Intersections on the periphery: The good city in a time of crisis

15 – 16 January 2024 | Bengaluru

The intersection of rapid peripheral urbanisation, profound climate impacts, and sharply growing inequalities has placed our existing conceptual frameworks and approaches in disarray. While we have a rich body of research examining each of these domains independently, we lack two vital understandings. First, how do we make sense of the intersection between these processes, particularly at the rapidly growing urban periphery? Second, what does understanding this intersection mean for working towards ‘the good city’?


Peripheral expansion has emerged as a dominant mode of urbanization today, reshaping urban lives, economies, socialities, and ecologies. We identify four key forms of peripheralisation: one, as a result of deliberate intervention by state or private actors including corridors, magnet cities, new towns, or programmes of massive suburbanization; two, off-shoot growth from larger urban centres which might include expansionary real estate speculation on the urban edge; three, the formation of peripheries through often gradual settlement of and auto construction by new and typically lower-income migrants, and the diversity of activities that emerge in unplanned and underserved areas such as urban villages; four, the marginalization and lack of research on certain types of urban residents who exist at urban peripheries (Keil, 2017; Brenner and Schmid, 2011; Guney et al, 2019; Caldeira, 2017; Holston, 2009; Holston and Caldeira, 2008; Pati, 2022; Tucker and Hassan 2021; Tucker 2023).

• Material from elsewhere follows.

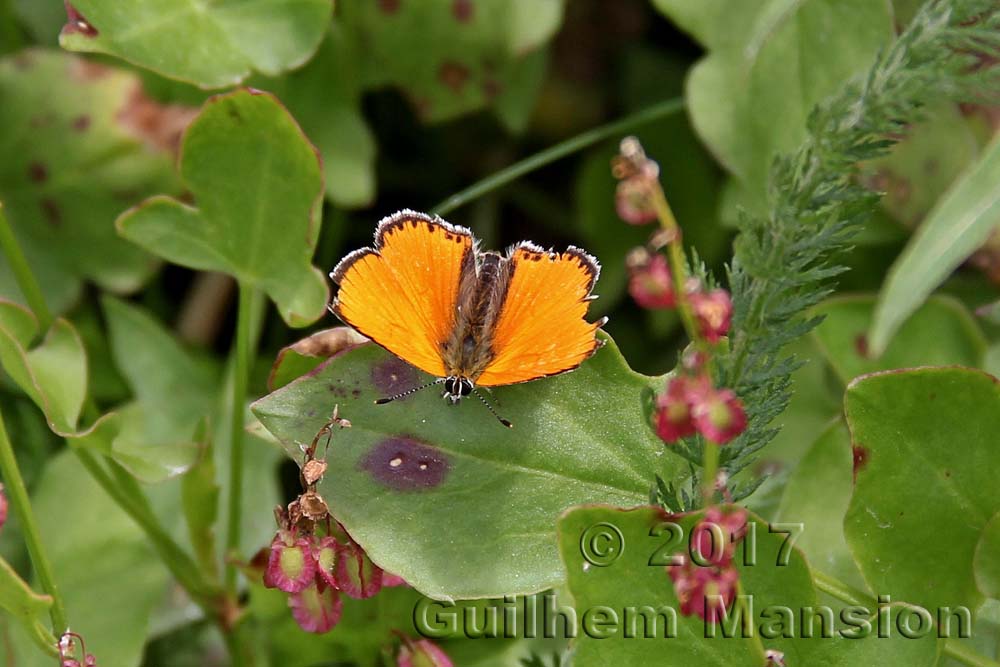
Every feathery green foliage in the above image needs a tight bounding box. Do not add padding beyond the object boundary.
[719,0,1000,486]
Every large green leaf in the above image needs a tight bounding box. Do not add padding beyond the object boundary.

This workshop offers a platform for a series of conversations that will enable participants to ‘step back’ and reflect, in an open-ended, dialogic way, to make sense of this intersection between peripheral urbanisation, climate change, and inequality, and what we can do about it.  For the workshop, we invite a wide set of stakeholders and perspectives on the periphery, as well as scholars whose work lies at the intersection of at least two of the above three trends to think about what these mean for our ideas about the ‘good city’.


Application Process

The seminar will be conducted at the Indian Institute for Human Settlements (IIHS), Bengaluru and will host 15 participants. Interested candidates should send a 350-word paper proposal to


Important Dates

Submission Deadline | 10 September 2023

Announcement of Results | 29 September 2023



Meals during the workshop will be provided for all participants. Where possible, local accommodation will be provided. We have a small amount of funding to support the travel of some participants to Bengaluru. This will be used to prioritise travel for early career scholars. The remaining participants will be required to fund their travel costs for attending the workshop. Online participation will be considered for a small set of participants that are unable to travel.